Michigan Township Can’t Ban Catholic Group’s Stations of the Cross, Court Rules
U.S. Court of Appeals for the 6th Circuit grants an injunction barring Genoa Township from obstructing the religious displays.
A federal appeals court panel has unanimously ruled in favor of a Catholic group that said a local government in Michigan violated federal religious-freedom law when it blocked the use of the group’s 40-acre property for a Stations of the Cross trail.
“Now this 40-acre rural property can be used again for religious worship and religious expression. We’re obviously very pleased by that,” Robert Muise, senior counsel and co-founder of the American Freedom Law Center, told CNA Sept. 12.
“When you’re not being allowed to use your land for religious worship to display religious symbols, that obviously impacts the right to religious freedom,” he said.
Muise was on the legal team representing the plaintiff in the case, Catholic Healthcare International (CHI). The Missouri-based group promotes Christian health care modeled on the example of the 20th-century Italian St. Pio of Pietrelcina, better know as Padre Pio.
In 2020 the organization received a 40-acre wooded parcel in Genoa Township in southeast Michigan as a gift from the Diocese of Lansing. CHI planned to create a prayer trail with Stations of the Cross, a Catholic devotion that meditates on the crucifixion of Jesus Christ, as well as an altar and mural placed in an outdoor grotto formed by the property’s trees.

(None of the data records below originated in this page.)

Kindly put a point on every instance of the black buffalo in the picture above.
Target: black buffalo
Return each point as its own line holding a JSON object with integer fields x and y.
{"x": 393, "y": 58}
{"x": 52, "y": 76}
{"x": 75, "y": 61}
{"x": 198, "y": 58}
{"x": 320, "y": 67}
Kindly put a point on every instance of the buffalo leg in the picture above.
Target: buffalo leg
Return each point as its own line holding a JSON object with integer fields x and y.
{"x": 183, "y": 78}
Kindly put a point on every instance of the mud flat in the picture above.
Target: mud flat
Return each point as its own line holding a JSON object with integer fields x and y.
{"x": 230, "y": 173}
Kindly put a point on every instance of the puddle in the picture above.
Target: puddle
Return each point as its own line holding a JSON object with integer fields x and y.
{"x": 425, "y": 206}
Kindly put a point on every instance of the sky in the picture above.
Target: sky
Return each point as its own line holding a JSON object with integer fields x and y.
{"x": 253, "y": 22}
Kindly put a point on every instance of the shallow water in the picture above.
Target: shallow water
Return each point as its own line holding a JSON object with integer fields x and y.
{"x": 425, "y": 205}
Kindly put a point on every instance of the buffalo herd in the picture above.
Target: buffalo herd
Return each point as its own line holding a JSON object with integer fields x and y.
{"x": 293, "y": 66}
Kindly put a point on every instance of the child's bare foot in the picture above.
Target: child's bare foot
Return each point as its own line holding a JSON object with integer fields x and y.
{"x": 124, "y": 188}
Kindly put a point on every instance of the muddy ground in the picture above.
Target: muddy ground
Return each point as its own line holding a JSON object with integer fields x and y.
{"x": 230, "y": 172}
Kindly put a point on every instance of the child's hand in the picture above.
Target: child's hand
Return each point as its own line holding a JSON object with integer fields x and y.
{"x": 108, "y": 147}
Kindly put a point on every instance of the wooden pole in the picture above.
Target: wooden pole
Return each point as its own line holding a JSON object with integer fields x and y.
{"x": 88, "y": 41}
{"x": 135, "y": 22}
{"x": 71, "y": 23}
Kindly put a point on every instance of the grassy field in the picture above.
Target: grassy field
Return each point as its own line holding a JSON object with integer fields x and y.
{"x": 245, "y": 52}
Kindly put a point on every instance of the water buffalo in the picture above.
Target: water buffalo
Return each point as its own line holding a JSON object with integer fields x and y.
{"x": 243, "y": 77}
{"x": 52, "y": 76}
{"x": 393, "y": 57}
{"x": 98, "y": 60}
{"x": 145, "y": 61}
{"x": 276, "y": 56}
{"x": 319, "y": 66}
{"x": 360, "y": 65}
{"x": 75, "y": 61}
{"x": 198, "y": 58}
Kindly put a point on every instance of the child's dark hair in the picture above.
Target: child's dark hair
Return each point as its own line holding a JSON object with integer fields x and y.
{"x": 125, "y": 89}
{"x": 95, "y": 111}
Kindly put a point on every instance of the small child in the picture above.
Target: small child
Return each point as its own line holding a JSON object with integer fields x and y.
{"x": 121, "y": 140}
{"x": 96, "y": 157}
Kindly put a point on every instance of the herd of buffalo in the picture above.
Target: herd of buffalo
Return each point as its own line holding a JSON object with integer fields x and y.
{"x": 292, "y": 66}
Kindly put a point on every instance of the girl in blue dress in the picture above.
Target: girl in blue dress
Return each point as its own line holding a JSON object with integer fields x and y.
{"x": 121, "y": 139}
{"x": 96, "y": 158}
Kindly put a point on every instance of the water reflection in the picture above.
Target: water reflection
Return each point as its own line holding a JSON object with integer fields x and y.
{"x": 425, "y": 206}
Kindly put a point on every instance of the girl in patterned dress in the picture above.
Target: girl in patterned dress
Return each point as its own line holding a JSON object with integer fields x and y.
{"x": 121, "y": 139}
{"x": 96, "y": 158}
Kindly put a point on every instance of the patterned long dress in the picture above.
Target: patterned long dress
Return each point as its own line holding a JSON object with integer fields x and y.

Genoa Township said the prayer-path project was the equivalent of a church building and required a special-use permit, The Associated Press reported. The Catholic group protested the initial demand for a permit and proceeded to construct religious displays. It also spent thousands of dollars to submit plans for an actual church building, a Eucharistic adoration chapel already part of its long-term plans for the site. This too was rejected on grounds that the plan violated zoning restrictions and other rules for property use, including traffic and noise rules.
The township then forced CHI to remove any religious displays from its property. It also banned organized gatherings at the property due to an expired driveway permit.
A three-judge panel of the U.S. Court of Appeals for the 6th Circuit on Monday sided with CHI and granted an injunction barring Genoa Township from obstructing CHI’s religious displays.
U.S. circuit Judge Raymond Kethledge, writing the panel decision, ruled that the township’s use of zoning laws imposed a “substantial burden” on the Catholic group’s religious freedom and likely violated the federal Religious Land Use and Institutionalized Persons Act, which provides strong religious-exercise protections for land.
“Catholic Healthcare’s expectation that it could use the property for a prayer campus at the time it acquired the property was not unreasonable,” Kethledge’s decision said.
CHI’s first permit application cost more than $30,000 to submit, and its second application cost $8,000, but both applications were rejected.
In its ruling, the appellate panel ordered a lower court to ensure that banned symbols and displays can be restored before Sept. 23, when CHI plans to host an event at the site.
Kethledge agreed that CHI had suffered “substantial delay, uncertainty, and expense” because of how the township applied zoning ordinances. The judge also rebuked the township’s effort to categorize the proposed use as a “church” and to subject the Catholic group to the “onerous review process” required for a permit to build a church.
“The Stations of the Cross are structurally akin to large birdhouses, and the altar and mural were indeed set on the ground,” the judge wrote. He added that the ordinary meaning of the word “church” is a structure in which people gather to worship.
He compared the religious displays to nearby public parks’ workout stations and a public park’s lion-themed children’s reading trail similar in format to the Stations of the Cross.
Muise, the attorney representing CHI, noted the ban on organized gatherings at the property. He told CNA that it is “unheard of” to bar this.
“That meant no religious worship on the property,” he said.
“It’s important that we be able to use our property, our private property, for religious worship,” Muise said. “And the fact that the township battled us this long and hard for three years just for this fundamental right to religious worship is pretty disheartening. It took three years to get there, but we’re at least happy that we’re at the point where we’re at.”
The attorney said CHI will continue its ongoing lawsuit against Genoa Township over plans to build a small 95-seat Eucharistic adoration chapel that the township has rejected.